On 14 January 1899 the colony of La Llave was officially founded by a decree issued by Governor Maciá. However, Volga German families who had first settled in Brazil had already been living there for ten years. There were also some Italians in the colony.
Volga Germans settled in Colonia La Marta, approximately 15 kilometers from Federal City between the creeks of Federal Chico, Chircal, Ponciano, and Maturrango. A total of 1,923 hectars was assigned to Volga German settlers from Crespo and Diamante.
Colonia Los Ceibos changed its name in 1951 from El Sauce. Today it is administratively connected to Colonia Santa Ana.
Los Charrúas was founded with the establishment of the railway station there in the 1930s. Its layout was approved by a provincial resolution on 23 October 1941, and that is considered the official date of the village's founding.
Lucas Gonzélez was founded on 20 August 1888. The town is named in honor of Lucas González who served as Minister of Finance during the administrations of Bartolomé Mitre and Nicolás Avellaneda.
Many families from the Volga German communities in Entre Ríos moved to Lucas González over the years. Pastor Jakob Riffel, historian of the Volga Germans in Argentina, served the Lutheran parish here for many years.
Coming soon . . .
Aldea María Luisa was founded 17 August 1887.
Merou was founded in 1886. Volga German families settled there.
Nueva Vizcaya was founded in 1930 when the railroad reached the area. Many Volga German families relocated to the area after then.
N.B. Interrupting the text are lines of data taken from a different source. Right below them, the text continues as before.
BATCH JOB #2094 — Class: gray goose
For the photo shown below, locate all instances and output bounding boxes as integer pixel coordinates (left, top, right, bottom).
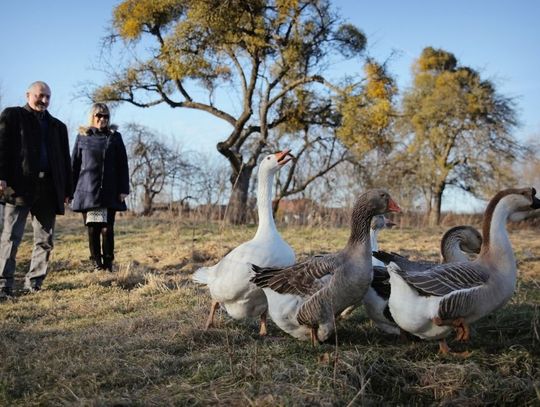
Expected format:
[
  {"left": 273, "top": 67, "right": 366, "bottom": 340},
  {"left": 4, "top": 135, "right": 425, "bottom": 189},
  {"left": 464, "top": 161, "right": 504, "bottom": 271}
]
[
  {"left": 373, "top": 225, "right": 483, "bottom": 273},
  {"left": 250, "top": 189, "right": 401, "bottom": 345},
  {"left": 367, "top": 225, "right": 482, "bottom": 335},
  {"left": 339, "top": 215, "right": 396, "bottom": 320},
  {"left": 382, "top": 187, "right": 540, "bottom": 354},
  {"left": 439, "top": 225, "right": 483, "bottom": 262}
]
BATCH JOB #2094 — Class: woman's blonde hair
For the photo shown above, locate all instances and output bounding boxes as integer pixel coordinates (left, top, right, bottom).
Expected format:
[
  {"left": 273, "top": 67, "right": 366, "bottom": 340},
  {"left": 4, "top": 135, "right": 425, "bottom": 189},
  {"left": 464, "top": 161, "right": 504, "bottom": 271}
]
[
  {"left": 87, "top": 103, "right": 110, "bottom": 127},
  {"left": 78, "top": 103, "right": 116, "bottom": 135}
]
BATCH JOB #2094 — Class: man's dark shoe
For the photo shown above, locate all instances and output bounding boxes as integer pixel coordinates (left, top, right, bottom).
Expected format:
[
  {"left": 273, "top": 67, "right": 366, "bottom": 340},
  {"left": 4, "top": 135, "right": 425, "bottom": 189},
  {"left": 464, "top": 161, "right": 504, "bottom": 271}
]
[
  {"left": 89, "top": 256, "right": 105, "bottom": 272},
  {"left": 23, "top": 285, "right": 41, "bottom": 294},
  {"left": 93, "top": 264, "right": 105, "bottom": 272},
  {"left": 0, "top": 287, "right": 14, "bottom": 300},
  {"left": 103, "top": 256, "right": 114, "bottom": 272},
  {"left": 23, "top": 278, "right": 42, "bottom": 294}
]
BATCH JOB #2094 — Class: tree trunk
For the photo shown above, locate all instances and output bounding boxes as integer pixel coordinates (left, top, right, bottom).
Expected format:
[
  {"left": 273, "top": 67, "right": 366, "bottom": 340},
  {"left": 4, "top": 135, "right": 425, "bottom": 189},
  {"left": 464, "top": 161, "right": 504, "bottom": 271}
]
[
  {"left": 429, "top": 189, "right": 443, "bottom": 226},
  {"left": 226, "top": 166, "right": 254, "bottom": 224},
  {"left": 142, "top": 190, "right": 153, "bottom": 216}
]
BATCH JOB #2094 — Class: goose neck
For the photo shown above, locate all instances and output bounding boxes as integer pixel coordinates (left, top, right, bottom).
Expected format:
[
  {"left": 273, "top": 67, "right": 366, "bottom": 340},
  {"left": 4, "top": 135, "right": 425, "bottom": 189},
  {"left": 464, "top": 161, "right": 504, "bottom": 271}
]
[
  {"left": 370, "top": 229, "right": 379, "bottom": 252},
  {"left": 480, "top": 198, "right": 515, "bottom": 269},
  {"left": 254, "top": 171, "right": 278, "bottom": 236},
  {"left": 346, "top": 210, "right": 372, "bottom": 249},
  {"left": 442, "top": 235, "right": 468, "bottom": 263}
]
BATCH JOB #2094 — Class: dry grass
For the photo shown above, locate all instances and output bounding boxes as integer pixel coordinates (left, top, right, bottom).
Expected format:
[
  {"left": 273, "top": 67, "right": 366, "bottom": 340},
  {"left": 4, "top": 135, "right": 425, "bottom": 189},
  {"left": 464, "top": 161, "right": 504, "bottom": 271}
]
[{"left": 0, "top": 214, "right": 539, "bottom": 406}]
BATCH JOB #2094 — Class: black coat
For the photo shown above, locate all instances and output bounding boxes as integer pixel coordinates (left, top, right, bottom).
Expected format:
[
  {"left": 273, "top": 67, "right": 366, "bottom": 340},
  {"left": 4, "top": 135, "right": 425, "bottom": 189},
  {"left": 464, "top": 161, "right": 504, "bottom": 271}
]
[
  {"left": 71, "top": 127, "right": 130, "bottom": 212},
  {"left": 0, "top": 105, "right": 72, "bottom": 214}
]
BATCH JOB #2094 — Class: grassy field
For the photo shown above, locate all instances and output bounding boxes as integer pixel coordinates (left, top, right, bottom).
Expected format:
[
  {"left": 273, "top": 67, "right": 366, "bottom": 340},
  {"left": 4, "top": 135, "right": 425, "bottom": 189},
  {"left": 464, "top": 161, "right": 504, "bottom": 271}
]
[{"left": 0, "top": 214, "right": 539, "bottom": 406}]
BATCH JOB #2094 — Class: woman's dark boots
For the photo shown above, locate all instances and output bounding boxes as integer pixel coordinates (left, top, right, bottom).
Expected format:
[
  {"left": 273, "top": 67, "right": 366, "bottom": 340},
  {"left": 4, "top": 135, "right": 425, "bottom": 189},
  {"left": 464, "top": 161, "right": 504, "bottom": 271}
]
[
  {"left": 88, "top": 225, "right": 105, "bottom": 271},
  {"left": 102, "top": 224, "right": 115, "bottom": 272},
  {"left": 102, "top": 255, "right": 114, "bottom": 272},
  {"left": 87, "top": 223, "right": 115, "bottom": 272}
]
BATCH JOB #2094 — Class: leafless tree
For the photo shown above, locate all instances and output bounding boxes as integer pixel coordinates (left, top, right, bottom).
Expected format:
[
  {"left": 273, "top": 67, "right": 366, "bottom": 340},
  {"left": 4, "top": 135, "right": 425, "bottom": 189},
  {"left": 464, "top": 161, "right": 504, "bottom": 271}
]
[
  {"left": 515, "top": 134, "right": 540, "bottom": 188},
  {"left": 125, "top": 123, "right": 194, "bottom": 215}
]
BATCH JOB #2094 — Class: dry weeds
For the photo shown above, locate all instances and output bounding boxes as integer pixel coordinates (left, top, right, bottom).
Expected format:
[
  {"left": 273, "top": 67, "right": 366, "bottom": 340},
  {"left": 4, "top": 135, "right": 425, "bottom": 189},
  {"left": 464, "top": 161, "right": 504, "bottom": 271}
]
[{"left": 0, "top": 214, "right": 538, "bottom": 406}]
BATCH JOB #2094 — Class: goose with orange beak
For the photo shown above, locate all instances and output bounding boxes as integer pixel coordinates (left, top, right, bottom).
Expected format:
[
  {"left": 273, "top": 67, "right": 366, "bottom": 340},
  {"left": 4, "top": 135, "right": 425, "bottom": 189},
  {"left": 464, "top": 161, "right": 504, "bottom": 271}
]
[
  {"left": 192, "top": 150, "right": 295, "bottom": 335},
  {"left": 251, "top": 189, "right": 401, "bottom": 345}
]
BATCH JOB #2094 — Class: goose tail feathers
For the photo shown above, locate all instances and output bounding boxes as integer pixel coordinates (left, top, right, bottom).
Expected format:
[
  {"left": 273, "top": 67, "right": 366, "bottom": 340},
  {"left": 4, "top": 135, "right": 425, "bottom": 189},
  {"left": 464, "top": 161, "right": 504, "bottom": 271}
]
[
  {"left": 192, "top": 267, "right": 211, "bottom": 285},
  {"left": 250, "top": 263, "right": 279, "bottom": 289},
  {"left": 372, "top": 250, "right": 405, "bottom": 265}
]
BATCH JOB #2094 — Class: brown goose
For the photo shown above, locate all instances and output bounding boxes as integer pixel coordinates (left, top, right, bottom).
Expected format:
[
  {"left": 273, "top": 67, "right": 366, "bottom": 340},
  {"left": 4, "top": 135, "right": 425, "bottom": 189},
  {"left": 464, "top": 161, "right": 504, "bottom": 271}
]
[
  {"left": 367, "top": 225, "right": 482, "bottom": 335},
  {"left": 439, "top": 225, "right": 483, "bottom": 262},
  {"left": 373, "top": 225, "right": 483, "bottom": 273},
  {"left": 338, "top": 215, "right": 396, "bottom": 319},
  {"left": 250, "top": 189, "right": 401, "bottom": 345},
  {"left": 383, "top": 188, "right": 540, "bottom": 354}
]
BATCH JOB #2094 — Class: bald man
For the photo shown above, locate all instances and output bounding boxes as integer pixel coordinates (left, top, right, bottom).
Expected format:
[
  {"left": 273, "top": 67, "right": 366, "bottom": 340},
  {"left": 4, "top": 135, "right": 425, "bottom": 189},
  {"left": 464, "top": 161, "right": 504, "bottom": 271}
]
[{"left": 0, "top": 81, "right": 72, "bottom": 298}]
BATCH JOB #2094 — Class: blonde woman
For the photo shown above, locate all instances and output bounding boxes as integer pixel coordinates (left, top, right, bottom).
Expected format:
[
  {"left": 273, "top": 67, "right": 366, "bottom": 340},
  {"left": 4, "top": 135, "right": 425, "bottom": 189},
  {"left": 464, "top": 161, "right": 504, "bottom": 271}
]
[{"left": 71, "top": 103, "right": 129, "bottom": 271}]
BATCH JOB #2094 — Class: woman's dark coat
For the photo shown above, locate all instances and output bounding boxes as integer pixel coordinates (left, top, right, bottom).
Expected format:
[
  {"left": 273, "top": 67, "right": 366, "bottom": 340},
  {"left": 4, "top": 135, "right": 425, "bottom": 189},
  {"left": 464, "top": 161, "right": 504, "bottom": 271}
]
[
  {"left": 71, "top": 126, "right": 129, "bottom": 212},
  {"left": 0, "top": 106, "right": 72, "bottom": 214}
]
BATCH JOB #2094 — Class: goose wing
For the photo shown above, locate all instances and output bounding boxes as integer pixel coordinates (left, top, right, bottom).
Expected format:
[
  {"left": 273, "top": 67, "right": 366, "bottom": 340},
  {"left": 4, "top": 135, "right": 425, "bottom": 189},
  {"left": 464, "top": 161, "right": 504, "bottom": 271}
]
[
  {"left": 373, "top": 250, "right": 437, "bottom": 272},
  {"left": 438, "top": 285, "right": 482, "bottom": 321},
  {"left": 392, "top": 262, "right": 489, "bottom": 297},
  {"left": 251, "top": 254, "right": 339, "bottom": 297},
  {"left": 371, "top": 265, "right": 391, "bottom": 298}
]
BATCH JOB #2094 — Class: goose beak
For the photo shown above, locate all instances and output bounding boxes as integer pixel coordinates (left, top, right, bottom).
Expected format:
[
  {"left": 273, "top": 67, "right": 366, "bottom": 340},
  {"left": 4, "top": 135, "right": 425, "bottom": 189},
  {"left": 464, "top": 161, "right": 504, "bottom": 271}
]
[
  {"left": 387, "top": 198, "right": 401, "bottom": 213},
  {"left": 276, "top": 149, "right": 294, "bottom": 166}
]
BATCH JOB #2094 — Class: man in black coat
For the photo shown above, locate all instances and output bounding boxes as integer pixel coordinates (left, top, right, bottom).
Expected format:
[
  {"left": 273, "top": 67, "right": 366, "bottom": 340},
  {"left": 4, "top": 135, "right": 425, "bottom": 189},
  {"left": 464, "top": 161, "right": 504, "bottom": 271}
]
[{"left": 0, "top": 81, "right": 72, "bottom": 298}]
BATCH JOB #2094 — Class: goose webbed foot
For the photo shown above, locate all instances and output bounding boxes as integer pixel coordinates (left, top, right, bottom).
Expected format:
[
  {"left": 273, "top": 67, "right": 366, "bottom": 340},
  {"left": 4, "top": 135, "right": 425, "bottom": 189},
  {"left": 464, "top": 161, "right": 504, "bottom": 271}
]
[
  {"left": 205, "top": 301, "right": 220, "bottom": 330},
  {"left": 438, "top": 338, "right": 451, "bottom": 354},
  {"left": 438, "top": 339, "right": 472, "bottom": 358},
  {"left": 433, "top": 316, "right": 471, "bottom": 342},
  {"left": 452, "top": 318, "right": 470, "bottom": 342}
]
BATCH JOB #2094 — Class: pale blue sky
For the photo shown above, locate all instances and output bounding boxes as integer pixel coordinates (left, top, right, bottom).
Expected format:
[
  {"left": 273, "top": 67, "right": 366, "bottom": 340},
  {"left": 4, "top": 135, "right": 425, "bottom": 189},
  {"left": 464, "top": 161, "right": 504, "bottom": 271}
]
[{"left": 1, "top": 1, "right": 538, "bottom": 211}]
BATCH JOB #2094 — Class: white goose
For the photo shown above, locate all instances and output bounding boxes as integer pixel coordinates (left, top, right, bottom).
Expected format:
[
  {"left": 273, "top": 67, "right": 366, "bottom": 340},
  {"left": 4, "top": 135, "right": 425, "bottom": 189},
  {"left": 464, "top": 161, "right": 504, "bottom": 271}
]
[
  {"left": 250, "top": 189, "right": 401, "bottom": 345},
  {"left": 192, "top": 150, "right": 295, "bottom": 335},
  {"left": 367, "top": 225, "right": 482, "bottom": 335},
  {"left": 382, "top": 187, "right": 540, "bottom": 354}
]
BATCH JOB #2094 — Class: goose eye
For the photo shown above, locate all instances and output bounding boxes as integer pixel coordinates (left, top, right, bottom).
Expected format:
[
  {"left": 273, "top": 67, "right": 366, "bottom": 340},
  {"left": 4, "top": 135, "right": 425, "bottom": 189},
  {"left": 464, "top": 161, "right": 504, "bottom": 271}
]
[{"left": 267, "top": 157, "right": 271, "bottom": 160}]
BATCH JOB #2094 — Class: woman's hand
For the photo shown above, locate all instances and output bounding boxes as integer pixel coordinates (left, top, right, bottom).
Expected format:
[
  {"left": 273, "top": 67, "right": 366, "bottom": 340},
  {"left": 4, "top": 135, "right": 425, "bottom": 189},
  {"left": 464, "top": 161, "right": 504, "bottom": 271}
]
[{"left": 119, "top": 193, "right": 128, "bottom": 202}]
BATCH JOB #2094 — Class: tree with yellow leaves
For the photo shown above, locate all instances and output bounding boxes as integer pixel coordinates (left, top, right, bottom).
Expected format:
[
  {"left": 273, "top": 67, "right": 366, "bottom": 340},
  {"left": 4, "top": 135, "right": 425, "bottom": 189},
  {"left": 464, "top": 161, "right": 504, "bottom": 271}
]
[
  {"left": 336, "top": 60, "right": 397, "bottom": 157},
  {"left": 399, "top": 47, "right": 521, "bottom": 225},
  {"left": 90, "top": 0, "right": 369, "bottom": 223}
]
Paraná, the capital of Entre Ríos Province, is located on banks of the Paraná River. It is connected with Santa Fe, the capital of neighboring Santa Fe Province, by the Hernandarias Subfluvial Tunnel which was completed in 1969. It's founding goes back to the construction of a chapel on the site on 23 October 1730. It officially became a village in 1813, and served as the capital of the Argentine Confederation between 1854 and 1861.